In fact, Paul says that even his own evaluation of himself isn’t really important.  What matters is the Lord’s verdict.  A person can do things that make him look good before men, and in the process even fool himself into thinking he is pleasing the Lord;  yet, in reality, he may be motivated by selfishness and greed.  Men see only the outward deeds and may be favorably impressed, but God sees the intentions of the heart.  Therefore He alone can judge with complete fairness.

There is the story of a young composer whose music was being performed.  He kept his eye fixed intently on one man in the audience, watching every expression that appeared on his face.  It was his teacher.  He cared more for the slightest mark of favor on his face than for all the applause of the large audience.  In our own lives as well, we should watch the face of Christ, as mirrored in His Word, caring only that He should be pleased.

Whenever you are tempted to speak insincerely, or do a good deed only for the praise of men, remember that the Father in Heaven is watching.  In His sight it’s what you really are that counts.  God alone is the judge of the true spiritual value of our service.

IV.  GOD’S EVALUATION (verse 5)

In verse 5, Paul looks ahead to God’s evaluation of His people.  Paul tells us not to go on passing judgment before the time.  We need to remember that our brothers and sisters in the faith are at different stages of growth and come from many different backgrounds and cultures.  Conversion to Christ is just the beginning, and a lifetime of replacing old thoughts, attitudes, habits, and actions with new ones follows after it, through the power of the indwelling Holy Spirit, who continually works to change us.   We must take the time to understand people, get to know them, learn their backgrounds, and ask for God’s wisdom to discern each one’s stage of spiritual development.  We should never draw hasty conclusions.

God has a day when He will “bring to light the things hidden in the darkness”.  I do not believe “things hidden in the darkness” refers to sins or anything evil, but simply to things presently unknown to us.  We know from this Scripture that the rewards and praise that God will give to his servants will not be based on the degrees behind our names, the numbers we have preached to, taught or witnessed to.  It will also not be based on the programs we have planned and directed, the books we have written, or even the number of converts won to Christ through us.  It will be based on one thing alone:  the motives of our hearts.

According to a legend, a desert wanderer found a crystal spring of unsurpassed freshness.  The water was so pure that he decided to bring some to his king.  Barely satisfying his own thirst, he filled a leather bottle with the water and carried it many days beneath the desert sun before he reached the palace.  When he finally laid his offering at the feet of his king, the water had become stale because of the old container in which it had been stored.  But the king would not let his faithful subject even imagine that it was unfit for use.  He tasted it with expressions of gratitude and delight, and the loyal man went away with a heart filled with gladness.  After he had gone, others sampled the water and expressed their surprise that the king had even pretended to enjoy it.  “Ah”, he said, “it was not the water I tasted, but the love that prompted the offering.”

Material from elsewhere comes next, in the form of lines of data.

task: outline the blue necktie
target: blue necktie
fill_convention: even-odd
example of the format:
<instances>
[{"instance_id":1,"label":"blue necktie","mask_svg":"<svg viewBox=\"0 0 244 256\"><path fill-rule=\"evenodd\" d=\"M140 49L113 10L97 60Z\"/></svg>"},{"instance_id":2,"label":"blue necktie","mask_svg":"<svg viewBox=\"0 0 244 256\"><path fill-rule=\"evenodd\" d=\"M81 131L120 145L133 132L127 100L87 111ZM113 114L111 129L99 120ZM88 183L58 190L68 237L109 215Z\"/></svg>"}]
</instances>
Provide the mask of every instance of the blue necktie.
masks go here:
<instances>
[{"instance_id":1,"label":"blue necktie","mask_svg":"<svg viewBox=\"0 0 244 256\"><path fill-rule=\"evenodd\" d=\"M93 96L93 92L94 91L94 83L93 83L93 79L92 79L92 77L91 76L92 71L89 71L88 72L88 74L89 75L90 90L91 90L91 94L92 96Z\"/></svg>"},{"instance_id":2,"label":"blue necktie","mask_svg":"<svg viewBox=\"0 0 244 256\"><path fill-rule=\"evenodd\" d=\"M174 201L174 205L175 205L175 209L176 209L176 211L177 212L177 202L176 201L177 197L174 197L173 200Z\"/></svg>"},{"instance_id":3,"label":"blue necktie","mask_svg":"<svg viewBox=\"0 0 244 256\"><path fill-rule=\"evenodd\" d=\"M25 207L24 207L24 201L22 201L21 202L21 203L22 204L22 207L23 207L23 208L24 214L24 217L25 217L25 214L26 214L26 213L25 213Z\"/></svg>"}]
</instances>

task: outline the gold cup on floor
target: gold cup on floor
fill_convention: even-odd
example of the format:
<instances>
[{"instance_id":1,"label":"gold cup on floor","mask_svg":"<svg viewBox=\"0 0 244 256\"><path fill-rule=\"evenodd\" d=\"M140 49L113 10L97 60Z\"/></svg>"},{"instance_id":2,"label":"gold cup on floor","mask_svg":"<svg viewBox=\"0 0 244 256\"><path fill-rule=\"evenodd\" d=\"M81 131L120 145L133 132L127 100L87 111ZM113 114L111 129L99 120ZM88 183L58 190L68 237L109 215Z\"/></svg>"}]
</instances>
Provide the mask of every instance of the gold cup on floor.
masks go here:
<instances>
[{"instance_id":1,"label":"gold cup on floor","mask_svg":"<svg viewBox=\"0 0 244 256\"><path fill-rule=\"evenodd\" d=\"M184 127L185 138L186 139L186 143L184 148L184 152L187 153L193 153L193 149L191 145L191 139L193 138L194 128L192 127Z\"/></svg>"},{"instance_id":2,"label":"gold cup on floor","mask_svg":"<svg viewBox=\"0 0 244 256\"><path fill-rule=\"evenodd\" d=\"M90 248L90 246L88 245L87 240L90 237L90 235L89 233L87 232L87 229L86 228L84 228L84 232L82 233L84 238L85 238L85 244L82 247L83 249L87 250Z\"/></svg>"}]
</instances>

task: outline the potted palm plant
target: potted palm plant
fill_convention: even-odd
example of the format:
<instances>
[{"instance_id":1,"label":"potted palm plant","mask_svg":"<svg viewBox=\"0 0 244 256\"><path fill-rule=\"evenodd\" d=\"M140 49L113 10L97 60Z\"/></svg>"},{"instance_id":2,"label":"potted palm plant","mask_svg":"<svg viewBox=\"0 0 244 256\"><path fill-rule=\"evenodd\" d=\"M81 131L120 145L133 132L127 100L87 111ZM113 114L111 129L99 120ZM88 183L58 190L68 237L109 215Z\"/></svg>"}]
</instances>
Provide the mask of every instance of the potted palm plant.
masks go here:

Our service to God may be marked by many imperfections, but the Master looks at our motives.  He rejoices in our loyal actions, no matter what others may think of them.

Have you become discouraged in your work for the Lord?  Remember the parable of the water and let it motivate you to keep on serving the King of Kings, being faithful to Him and His Word.  Someday your faithful efforts will receive God’s praise.  What is done for Christ now will be rewarded in eternity.